ALCF summer students gain hands-on HPC experience
October 4, 2022 – As part of the ALCF Summer Student Program, more than 30 undergraduate and graduate students worked alongside staff mentors to gain real-world experience with supercomputing projects , data science and AI.
Every summer the Argonne Leadership Computing Facility (ALCF), a U.S. Department of Energy, Office of Science User Facility located at the DOE’s Argonne National Laboratory, welcomes a new group of students to undertake real-world scientific computing projects, providing valuable opportunities to work with research teams and learn new skills .
“It’s important to provide students with educational and professional opportunities to take the next steps, gain confidence, and have new experiences working on impactful research projects outside of the classroom,” says Michael Papka, director of the ALCF and professor of computer science at the University of Illinois Chicago. “Our student summer program gives them the chance to see the possibilities in their careers.”
This year’s ALCF summer student class, which included more than 30 students ranging from undergraduates to doctoral students, discussed projects to use artificial intelligence (AI) to analyze songwriting. birds, visualize large scientific datasets, advance high-energy physics research, and more. In the summaries below, five of the students talked about what they’ve been working on this summer and where they think the experience will take them next.
AI analysis of bird audio
Saumya Singh, an AI graduate student at Northwestern University, is interested in researching self-supervised learning and reinforcement learning in AI and natural language processing. This summer, she worked with mentors Michael Papka and Argonne computer scientist Nicola Ferrier on a project that used AI to analyze the sound of bird songs collected from microphones in forests to provide information on their ecosystems.
Singh was drawn to this project because of its environmental significance and what it can reveal about forest ecosystems. “Birds or animals are great predictors of the environment they live in,” she says.
Using a new algorithm pioneered by Facebook AI Research for analysis, his project used self-supervised learning, meaning the algorithm did not require labels to be provided by researchers.
“The main thing that I think is going to help me is self-supervised learning, because the main problem we have for one of the data science projects is labeling the pre-processing data, so that will be great if we can solve the problem,” Singh says. “I can apply it to several other projects.”
Having previously worked with images and text, this project allowed working with sound, large datasets and new algorithms. “All these new techniques that I worked on,” says Singh, “seemed to be really fruitful for me to continue on this career path in data science and machine learning.”
Command Line Interface, Python Concurrency, and AI Models
Alan Wang, a computer science student at the University of Illinois, wanted to work at the ALCF because of the powerful supercomputers and software tools it makes available for research.

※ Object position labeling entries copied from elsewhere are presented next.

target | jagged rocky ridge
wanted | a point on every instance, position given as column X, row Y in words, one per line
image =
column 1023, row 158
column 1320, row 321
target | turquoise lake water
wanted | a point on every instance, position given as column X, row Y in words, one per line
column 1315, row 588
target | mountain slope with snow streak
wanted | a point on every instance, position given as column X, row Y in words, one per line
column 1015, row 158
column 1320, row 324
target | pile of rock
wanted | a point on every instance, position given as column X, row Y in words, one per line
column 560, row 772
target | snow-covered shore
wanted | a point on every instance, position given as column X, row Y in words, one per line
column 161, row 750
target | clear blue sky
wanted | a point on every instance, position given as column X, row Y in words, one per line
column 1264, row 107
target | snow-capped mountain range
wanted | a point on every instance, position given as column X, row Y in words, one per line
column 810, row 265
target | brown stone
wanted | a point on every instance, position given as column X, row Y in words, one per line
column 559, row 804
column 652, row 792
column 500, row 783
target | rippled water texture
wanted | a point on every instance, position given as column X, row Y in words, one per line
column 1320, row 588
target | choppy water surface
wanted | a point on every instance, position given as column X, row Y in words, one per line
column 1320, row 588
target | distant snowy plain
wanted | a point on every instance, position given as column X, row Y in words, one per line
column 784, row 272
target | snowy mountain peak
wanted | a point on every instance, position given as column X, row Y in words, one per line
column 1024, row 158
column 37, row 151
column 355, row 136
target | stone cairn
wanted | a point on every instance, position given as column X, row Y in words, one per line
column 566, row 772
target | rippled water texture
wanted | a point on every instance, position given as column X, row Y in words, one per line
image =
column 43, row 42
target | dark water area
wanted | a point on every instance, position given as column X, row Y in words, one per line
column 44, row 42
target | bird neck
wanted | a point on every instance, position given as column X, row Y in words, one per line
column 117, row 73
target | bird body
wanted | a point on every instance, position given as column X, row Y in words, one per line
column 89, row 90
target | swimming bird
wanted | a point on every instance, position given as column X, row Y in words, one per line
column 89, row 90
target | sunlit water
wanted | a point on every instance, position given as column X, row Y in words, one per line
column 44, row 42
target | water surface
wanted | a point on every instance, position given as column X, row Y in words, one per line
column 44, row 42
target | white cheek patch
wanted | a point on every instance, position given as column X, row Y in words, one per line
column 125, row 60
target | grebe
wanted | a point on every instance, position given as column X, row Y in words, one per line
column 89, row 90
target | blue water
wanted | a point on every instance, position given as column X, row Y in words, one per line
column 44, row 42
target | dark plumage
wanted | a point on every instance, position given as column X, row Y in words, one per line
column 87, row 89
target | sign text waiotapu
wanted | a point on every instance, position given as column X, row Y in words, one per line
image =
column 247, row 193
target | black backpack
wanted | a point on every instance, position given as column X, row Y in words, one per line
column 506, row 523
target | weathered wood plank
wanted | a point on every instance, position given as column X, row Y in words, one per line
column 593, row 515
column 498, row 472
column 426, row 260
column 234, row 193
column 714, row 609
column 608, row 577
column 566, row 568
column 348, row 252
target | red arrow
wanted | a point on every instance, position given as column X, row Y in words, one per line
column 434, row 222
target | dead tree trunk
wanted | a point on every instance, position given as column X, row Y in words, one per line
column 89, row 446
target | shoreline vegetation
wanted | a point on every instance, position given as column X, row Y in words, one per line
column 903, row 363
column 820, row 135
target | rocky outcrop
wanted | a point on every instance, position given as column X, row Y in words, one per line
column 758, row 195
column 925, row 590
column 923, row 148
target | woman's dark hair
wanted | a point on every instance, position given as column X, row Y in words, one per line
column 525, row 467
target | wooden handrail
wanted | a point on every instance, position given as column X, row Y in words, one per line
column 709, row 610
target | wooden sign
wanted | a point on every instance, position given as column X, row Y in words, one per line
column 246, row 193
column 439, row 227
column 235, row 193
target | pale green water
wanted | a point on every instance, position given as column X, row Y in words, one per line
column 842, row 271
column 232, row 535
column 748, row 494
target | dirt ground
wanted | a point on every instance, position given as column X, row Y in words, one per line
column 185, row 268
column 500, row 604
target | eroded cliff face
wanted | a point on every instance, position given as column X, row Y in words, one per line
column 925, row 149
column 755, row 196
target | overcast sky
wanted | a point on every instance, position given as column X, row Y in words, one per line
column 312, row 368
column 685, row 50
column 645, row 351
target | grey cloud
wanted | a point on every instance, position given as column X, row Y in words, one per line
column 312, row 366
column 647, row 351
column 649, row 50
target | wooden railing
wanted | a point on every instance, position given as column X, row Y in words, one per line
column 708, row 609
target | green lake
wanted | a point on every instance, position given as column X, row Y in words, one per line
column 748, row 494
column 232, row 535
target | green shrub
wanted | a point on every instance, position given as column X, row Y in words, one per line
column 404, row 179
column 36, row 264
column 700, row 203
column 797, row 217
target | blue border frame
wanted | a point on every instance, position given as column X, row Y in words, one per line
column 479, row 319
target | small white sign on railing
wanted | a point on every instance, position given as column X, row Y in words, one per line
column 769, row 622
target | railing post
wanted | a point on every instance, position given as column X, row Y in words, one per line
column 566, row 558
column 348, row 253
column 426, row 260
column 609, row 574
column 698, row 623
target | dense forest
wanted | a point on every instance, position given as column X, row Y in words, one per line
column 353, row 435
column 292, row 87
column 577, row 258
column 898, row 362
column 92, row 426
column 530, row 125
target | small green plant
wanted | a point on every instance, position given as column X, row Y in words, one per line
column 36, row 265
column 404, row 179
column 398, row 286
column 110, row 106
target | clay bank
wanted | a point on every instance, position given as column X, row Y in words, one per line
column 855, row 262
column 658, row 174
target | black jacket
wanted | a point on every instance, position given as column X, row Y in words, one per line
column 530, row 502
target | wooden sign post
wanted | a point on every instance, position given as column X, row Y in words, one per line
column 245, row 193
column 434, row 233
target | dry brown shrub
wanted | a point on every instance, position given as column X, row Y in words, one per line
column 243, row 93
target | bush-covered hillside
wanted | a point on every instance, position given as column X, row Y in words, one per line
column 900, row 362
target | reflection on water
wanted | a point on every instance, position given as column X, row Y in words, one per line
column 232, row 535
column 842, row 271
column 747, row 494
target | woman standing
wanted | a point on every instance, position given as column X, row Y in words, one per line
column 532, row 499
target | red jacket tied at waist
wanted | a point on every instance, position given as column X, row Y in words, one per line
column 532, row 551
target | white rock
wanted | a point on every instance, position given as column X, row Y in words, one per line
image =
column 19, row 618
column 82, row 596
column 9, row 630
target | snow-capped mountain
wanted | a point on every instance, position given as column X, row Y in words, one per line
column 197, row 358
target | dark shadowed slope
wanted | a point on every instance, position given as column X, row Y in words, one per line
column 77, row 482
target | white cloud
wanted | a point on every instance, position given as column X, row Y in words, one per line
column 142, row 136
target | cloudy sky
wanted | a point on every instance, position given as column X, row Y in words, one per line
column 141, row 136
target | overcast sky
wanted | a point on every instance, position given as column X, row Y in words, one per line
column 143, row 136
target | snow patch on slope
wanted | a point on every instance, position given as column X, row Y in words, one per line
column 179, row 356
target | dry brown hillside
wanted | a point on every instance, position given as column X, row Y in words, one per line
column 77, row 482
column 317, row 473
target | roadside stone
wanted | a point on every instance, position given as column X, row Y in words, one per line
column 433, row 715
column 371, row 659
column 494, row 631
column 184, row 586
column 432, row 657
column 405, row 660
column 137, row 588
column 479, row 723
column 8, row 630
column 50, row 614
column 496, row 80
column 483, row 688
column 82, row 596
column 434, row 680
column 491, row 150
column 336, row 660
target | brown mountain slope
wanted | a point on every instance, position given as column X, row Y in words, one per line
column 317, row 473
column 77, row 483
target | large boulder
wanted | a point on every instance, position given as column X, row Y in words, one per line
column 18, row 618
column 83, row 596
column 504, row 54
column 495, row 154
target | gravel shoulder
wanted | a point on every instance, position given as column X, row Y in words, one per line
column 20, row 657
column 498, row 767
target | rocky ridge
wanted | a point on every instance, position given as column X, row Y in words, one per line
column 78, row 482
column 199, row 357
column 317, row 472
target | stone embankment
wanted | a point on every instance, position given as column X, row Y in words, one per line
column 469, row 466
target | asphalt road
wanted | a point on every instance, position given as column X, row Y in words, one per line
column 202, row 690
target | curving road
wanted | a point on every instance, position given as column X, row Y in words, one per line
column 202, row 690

Although he is primarily interested in systems security, Wang’s research at the ALCF has focused on facility operations, the Python programming language, and AI.
This summer, he worked on three projects with ALCF mentors Paul Rich, George Rojas, and Bill Allcock: a command-line interface project to make it easier for system administrators to search the home directory of the entire ALCF; a Python competition project comparing the speeds and performance of different currency libraries; and a project running AI models that use the open-source machine learning frameworks PyTorch and TensorFlow on the ALCF AI Testbed’s Cerebras and SambaNova systems.
Wang says one of the biggest things he took away from this summer was learning more about using Python. He started the internship with about five years of Python experience, saying, “I thought I had it all down, but not even close. So I learned a lot about Python and was exposed to its use in many different environments. Wang also discovered new software tools, such as the Emacs text editor, and worked with AI for the first time.
“I was surprised at how interconnected AI was with systems, so knowing both sides and having an AI background will also be extremely helpful to me in the future,” Wang says.
Benchmarking Graph Neural Networks for Science on AI Accelerators
Ryien Hosseini’s work with the ALCF team was at the intersection of neural network algorithms and high performance computing. “My projects have used computing resources to see how far we can push these algorithms known as graphical neural networks for various scientific applications,” he says.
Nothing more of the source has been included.